Extracting Text from the Presentation
It’s not uncommon that developers need to extract the text from a presentation. To do so, you need to extract text from all the shapes on all the slides in a presentation. This article explains how to extract text from Microsoft PowerPoint PPTX presentations using Aspose.Slides. Text can be extracted in following ways:
Extracting text from one slide Extracting text using GetAllTextBoxes method Categorized and fast extraction of text
Extracting Text from a Slide
Aspose.Slides for C++ provides the Aspose.Slides.Util namespace which includes the PresentationScanner class. This class exposes a number of overloaded static methods for extracting the entire text from a presentation or slide. To extract the text from a slide in a PPTX presentation, use the GetAllTextBoxes overloaded static method exposed by the PresentationScanner class. This method accepts the Slide object as a parameter. Upon execution, the Slide method scans the entire text from the slide passed as parameter and returns an array of TextFrame objects. This means that any text formatting associated with the text is available. The following piece of code extracts all the text on the first slide of the presentation:
C#
//Instatiate PresentationEx class that represents a PPTX file
Presentation pptxPresentation = new Presentation(path + "demo.pptx");
//Get an Array of TextFrameEx objects from the first slide
ITextFrame[] textFramesSlideOne = SlideUtil.GetAllTextBoxes(pptxPresentation.Slides[0]);
//Loop through the Array of TextFrames
for (int i = 0; i < textFramesSlideOne.Length; i++)
//Loop through paragraphs in current TextFrame
foreach (Paragraph para in textFramesSlideOne[i].Paragraphs)
//Loop through portions in the current Paragraph
foreach (Portion port in para.Portions)
{
//Display text in the current portion
Console.WriteLine(port.Text);
//Display font height of the text
Console.WriteLine(port.PortionFormat.FontHeight);
//Display font name of the text
Console.WriteLine(port.PortionFormat.LatinFont.FontName);
}
Extracting Text from the Whole Presentation
To scan the text from the whole presentation, use the GetAllTextFrames static method exposed by the PresentationScanner class. It takes two parameters:
- First, a Presentation object that represents the PPTX presentation the text is being extracted from.

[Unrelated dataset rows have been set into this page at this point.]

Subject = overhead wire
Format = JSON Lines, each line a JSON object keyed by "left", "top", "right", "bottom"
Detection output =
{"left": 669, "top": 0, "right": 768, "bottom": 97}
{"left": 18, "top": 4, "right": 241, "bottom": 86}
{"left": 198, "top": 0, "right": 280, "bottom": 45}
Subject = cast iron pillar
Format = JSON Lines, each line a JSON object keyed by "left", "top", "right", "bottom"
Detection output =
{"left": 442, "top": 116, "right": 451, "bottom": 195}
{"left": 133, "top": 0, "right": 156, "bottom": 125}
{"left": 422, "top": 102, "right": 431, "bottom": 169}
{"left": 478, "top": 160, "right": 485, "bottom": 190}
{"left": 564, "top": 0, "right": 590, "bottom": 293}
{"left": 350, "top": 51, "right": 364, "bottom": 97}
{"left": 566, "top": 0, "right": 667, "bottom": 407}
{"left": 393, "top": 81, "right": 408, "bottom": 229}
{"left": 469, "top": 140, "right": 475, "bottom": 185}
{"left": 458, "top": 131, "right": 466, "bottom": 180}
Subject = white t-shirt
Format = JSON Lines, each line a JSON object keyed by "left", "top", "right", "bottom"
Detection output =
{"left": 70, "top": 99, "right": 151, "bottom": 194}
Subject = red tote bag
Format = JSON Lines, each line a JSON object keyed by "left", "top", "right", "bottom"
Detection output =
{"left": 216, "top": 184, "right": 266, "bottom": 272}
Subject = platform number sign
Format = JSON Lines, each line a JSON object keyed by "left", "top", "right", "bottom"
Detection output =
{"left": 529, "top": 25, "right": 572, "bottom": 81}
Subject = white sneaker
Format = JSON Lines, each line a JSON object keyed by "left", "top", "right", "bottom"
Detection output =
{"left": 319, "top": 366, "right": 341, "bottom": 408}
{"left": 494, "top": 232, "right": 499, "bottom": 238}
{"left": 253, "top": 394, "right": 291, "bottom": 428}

- Second, a Boolean value determining whether the master slide is to be included when the text is scanned from the presentation. The method returns an array of TextFrame objects, complete with text formatting information. The code below scans the text and formatting information from a presentation, including the master slides.
C#
//Instatiate Presentation class that represents a PPTX file
Presentation pptxPresentation = new Presentation(path + "demo.pptx");
//Get an Array of ITextFrame objects from all slides in the PPTX
ITextFrame[] textFramesPPTX = Aspose.Slides.Util.SlideUtil.GetAllTextFrames(pptxPresentation, true);
//Loop through the Array of TextFrames
for (int i = 0; i < textFramesPPTX.Length; i++)
//Loop through paragraphs in current ITextFrame
foreach (IParagraph para in textFramesPPTX[i].Paragraphs)
//Loop through portions in the current IParagraph
foreach (IPortion port in para.Portions)
{
//Display text in the current portion
Console.WriteLine(port.Text);
//Display font height of the text
Console.WriteLine(port.PortionFormat.FontHeight);
//Display font name of the text
if (port.PortionFormat.LatinFont != null)
Console.WriteLine(port.PortionFormat.LatinFont.FontName);
}
Categorized and fast extraction of text
The new static method GetPresentationText has been added to Presentation class. There are two overloads for this method:
PresentationText GetPresentationText(Stream stream)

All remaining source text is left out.